Nicole, her parents, grandparents, brother and sister has spent the day digging but Nicole’s sharp eyes made her the lucky one. As is the custom for larger diamonds found at Crater of Diamonds, the finder names the diamond. In Nicole’s case, she decided on “Pathfinder Diamond” because of finding it on the path. She plans to keep the diamond for a while and then will probably get it appraised and offer it for sale.
The 2.93-carat diamond was the largest of the 332 diamonds found at Crater of Diamonds so far this year. On average, park visitors find about two diamonds per day at Crater of Diamonds State Park, which is the world’s only diamond production area where the public can keep the diamonds they find.
Crater of Diamonds State Park near Murfreesboro, Arkansas is the world’s only publicly operated diamond mine where visitors are allowed to search and keep any gems they find. Park visitors search for diamonds in a 37.5 acre plowed field. Over 40 different rocks, minerals and gemstones are found in this eroded surface of a volcanic pipe, but it is the diamonds that are the big attraction.
This month a visitor from Wisconsin, Bob Wehle, made headlines at the Park. He had made several trips to the Park in recent years and had found four relatively small diamonds but this trip produced bigger results.
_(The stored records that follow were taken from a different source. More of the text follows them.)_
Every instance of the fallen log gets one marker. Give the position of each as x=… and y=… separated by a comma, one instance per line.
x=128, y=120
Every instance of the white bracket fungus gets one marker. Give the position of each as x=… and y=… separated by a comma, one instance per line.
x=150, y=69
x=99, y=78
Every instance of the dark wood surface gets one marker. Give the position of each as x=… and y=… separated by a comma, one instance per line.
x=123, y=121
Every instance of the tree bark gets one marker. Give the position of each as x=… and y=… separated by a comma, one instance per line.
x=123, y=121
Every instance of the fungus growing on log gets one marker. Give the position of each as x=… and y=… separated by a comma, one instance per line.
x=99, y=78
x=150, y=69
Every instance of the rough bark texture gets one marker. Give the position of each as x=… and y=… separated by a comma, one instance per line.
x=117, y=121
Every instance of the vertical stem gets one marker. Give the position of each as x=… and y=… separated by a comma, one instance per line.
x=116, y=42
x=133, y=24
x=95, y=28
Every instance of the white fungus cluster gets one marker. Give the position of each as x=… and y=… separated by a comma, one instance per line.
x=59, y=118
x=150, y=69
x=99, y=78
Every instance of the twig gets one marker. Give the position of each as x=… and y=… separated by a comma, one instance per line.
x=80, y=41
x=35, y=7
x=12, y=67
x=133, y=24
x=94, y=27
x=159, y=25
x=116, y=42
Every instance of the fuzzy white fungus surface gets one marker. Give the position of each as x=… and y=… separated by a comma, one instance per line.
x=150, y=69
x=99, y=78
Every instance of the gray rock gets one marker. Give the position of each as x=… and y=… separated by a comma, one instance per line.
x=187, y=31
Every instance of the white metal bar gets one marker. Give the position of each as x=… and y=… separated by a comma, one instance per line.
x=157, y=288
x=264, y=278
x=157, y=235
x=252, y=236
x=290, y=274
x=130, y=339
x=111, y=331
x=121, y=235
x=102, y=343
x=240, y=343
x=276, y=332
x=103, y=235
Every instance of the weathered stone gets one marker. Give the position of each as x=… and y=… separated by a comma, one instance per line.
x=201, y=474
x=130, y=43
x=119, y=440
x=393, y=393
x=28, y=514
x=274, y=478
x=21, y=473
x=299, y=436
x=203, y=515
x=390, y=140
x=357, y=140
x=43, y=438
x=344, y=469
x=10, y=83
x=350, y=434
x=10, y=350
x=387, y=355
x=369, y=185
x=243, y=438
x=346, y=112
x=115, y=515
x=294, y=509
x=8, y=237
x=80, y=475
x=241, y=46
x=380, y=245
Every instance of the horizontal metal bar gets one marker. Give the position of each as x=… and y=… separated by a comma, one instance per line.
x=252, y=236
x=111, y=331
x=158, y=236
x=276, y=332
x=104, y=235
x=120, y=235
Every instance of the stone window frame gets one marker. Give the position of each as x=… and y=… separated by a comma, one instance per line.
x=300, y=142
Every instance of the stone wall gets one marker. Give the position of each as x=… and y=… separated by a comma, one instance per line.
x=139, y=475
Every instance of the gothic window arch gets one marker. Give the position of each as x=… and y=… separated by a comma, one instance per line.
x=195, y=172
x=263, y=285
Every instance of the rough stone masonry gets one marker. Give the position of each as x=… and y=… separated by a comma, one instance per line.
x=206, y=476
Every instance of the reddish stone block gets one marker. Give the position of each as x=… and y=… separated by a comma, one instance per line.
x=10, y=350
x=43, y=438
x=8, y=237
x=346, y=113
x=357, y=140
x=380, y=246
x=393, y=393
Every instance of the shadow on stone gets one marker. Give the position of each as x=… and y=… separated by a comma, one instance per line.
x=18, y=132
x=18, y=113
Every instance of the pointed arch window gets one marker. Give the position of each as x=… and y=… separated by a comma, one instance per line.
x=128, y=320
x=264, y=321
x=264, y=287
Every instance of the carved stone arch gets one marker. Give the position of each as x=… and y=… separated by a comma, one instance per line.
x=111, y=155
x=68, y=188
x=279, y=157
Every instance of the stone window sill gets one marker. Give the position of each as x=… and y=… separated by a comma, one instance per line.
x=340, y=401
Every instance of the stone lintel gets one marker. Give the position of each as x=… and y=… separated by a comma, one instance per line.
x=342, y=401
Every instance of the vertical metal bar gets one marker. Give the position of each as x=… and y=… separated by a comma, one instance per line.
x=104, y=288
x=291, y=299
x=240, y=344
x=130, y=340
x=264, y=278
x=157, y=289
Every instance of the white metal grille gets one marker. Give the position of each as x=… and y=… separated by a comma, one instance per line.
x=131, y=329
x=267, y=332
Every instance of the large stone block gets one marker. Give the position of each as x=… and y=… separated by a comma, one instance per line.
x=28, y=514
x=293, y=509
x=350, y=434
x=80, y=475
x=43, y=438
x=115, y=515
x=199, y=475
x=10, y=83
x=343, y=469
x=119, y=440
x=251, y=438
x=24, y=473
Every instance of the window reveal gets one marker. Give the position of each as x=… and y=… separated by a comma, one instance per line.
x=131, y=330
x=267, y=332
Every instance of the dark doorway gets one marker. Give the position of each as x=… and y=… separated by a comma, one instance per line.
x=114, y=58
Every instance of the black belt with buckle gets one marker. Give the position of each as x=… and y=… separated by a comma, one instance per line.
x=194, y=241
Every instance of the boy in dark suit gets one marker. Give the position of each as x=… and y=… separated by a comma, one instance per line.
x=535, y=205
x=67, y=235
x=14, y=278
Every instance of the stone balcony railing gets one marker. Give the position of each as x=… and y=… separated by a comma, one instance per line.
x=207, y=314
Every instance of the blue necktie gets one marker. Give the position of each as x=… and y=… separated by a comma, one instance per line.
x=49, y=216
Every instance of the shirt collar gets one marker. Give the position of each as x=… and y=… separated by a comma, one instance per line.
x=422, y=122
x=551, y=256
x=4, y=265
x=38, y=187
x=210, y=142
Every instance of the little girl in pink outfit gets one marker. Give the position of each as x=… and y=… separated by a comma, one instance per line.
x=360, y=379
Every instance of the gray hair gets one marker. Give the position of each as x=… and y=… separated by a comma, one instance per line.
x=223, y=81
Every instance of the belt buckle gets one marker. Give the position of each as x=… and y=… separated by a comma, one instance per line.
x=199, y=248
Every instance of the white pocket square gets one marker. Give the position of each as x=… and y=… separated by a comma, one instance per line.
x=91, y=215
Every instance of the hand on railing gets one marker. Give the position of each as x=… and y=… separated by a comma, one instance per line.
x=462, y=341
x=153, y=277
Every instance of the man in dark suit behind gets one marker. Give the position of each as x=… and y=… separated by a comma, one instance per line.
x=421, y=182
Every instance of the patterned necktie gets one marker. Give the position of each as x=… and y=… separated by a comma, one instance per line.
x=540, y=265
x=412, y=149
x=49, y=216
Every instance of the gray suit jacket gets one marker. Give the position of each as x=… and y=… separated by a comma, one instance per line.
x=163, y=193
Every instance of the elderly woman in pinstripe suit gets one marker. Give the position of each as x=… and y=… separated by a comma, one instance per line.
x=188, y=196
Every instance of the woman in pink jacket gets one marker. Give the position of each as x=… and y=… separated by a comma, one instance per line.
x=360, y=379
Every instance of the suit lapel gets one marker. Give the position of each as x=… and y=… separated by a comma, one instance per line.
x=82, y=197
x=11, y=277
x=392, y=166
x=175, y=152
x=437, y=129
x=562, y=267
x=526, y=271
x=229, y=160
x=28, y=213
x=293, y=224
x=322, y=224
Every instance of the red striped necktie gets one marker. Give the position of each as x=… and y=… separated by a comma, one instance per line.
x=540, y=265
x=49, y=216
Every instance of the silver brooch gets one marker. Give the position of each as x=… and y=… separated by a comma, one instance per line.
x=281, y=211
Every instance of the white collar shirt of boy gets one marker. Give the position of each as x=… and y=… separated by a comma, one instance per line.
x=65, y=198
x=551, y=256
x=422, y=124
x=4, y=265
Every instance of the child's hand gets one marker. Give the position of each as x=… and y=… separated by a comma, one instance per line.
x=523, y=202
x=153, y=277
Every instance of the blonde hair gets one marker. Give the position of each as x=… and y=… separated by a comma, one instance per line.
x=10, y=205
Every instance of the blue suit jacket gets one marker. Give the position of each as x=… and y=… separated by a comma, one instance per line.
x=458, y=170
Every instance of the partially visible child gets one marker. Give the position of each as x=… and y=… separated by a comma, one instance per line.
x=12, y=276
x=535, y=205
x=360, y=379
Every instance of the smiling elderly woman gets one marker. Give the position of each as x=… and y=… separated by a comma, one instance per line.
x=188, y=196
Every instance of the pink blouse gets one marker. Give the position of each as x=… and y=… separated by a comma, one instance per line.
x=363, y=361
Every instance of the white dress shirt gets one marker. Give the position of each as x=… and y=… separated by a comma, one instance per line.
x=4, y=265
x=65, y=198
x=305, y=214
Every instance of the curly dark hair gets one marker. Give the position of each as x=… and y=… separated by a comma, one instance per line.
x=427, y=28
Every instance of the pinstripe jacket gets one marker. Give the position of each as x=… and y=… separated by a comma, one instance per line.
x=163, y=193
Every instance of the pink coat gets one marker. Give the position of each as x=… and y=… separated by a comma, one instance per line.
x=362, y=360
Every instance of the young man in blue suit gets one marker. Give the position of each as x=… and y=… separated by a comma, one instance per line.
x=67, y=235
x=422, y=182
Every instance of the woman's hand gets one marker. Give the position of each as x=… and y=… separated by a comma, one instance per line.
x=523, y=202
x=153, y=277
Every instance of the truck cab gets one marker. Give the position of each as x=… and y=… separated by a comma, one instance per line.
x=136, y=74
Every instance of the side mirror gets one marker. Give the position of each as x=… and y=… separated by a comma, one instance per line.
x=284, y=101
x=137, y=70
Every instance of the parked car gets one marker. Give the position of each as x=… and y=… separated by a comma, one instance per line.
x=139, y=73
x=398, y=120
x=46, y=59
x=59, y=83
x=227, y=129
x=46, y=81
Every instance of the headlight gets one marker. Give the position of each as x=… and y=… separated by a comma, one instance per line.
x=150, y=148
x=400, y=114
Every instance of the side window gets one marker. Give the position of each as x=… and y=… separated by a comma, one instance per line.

Bob uncovered a 5.47-carat, canary yellow diamond, which is the second largest diamond found in the park this year.
In an effort to increase the “production” of diamonds, the park staff had dug a trench in mid-September to provide new levels of dirt for prospectors to search. Bob Wehle was screening dirt from this newly dug trench when he saw the bright yellow diamond appear on his quarter-inch mesh screen. The diamond crystal is a rounded double pyramid shape with beautiful yellow color.
This year has been an exceptional year for larger diamonds with Marvin Culver’s 4.21 carat yellow Okie Dokie Diamond discovered March 12, Mike Ellison’s 2.18-carat white Moonshine Diamond July 25, Mr. and Mrs. Roden’s 6.35-carat brown diamond on September 23, and now Bob Wehle’s 5.47-carat yellow diamond on October 14.
Just as big winners at the casinos in Las Vegas raise the interest and excitement of gamblers, the big diamond finds at the Crater of Diamonds State Park keep hopes high among diamond seekers and rock hounds.
Over 75,000 diamonds have been unearthed at this location since John Huddleston, the farmer who owned the land, discovered the first diamond in 1906. The Crater became an Arkansas state park in 1972 and since that time, visitors have discovered 25,000 diamonds.
Crater of Diamonds State Park is open daily with admission to the diamond search area is $6 for adults, $3 for children (age 6-12), and discounts are available for organized groups of 15 persons or more. There is no other place in the world that for such a small admission fee rock hunters can seek the diamond of their dreams.
Donald and Brenda Roden of Point, Texas found a 6.35-carat coffee color, brown diamond at Crater of Diamonds State Park on September 23, 2006. They named their gem the Roden Diamond and are uncertain at this time whether they will eventually sell or keep it.
Park Superintendent Tom Stolarz noted, “The Roden’s gem is the eighth largest find of the 25,714 diamonds discovered since the Crater of Diamonds became an Arkansas state park in 1972.” He described the gem as “about he same size and color as a large coffee bean. The gem has somewhat distorted octahedral shape and a metallic-looking shine that is characteristic of diamonds from the Crater of Diamonds.”
Crater of Diamonds State Park is one of 52 state parks administered by the State Parks Division of the Arkansas Department of Parks and Tourism and is located in southwest Arkansas two miles southeast of Murfreesboro. The park is the world’s only publicly operated diamond site where the public is allowed to search and keep any gems found, regardless of value.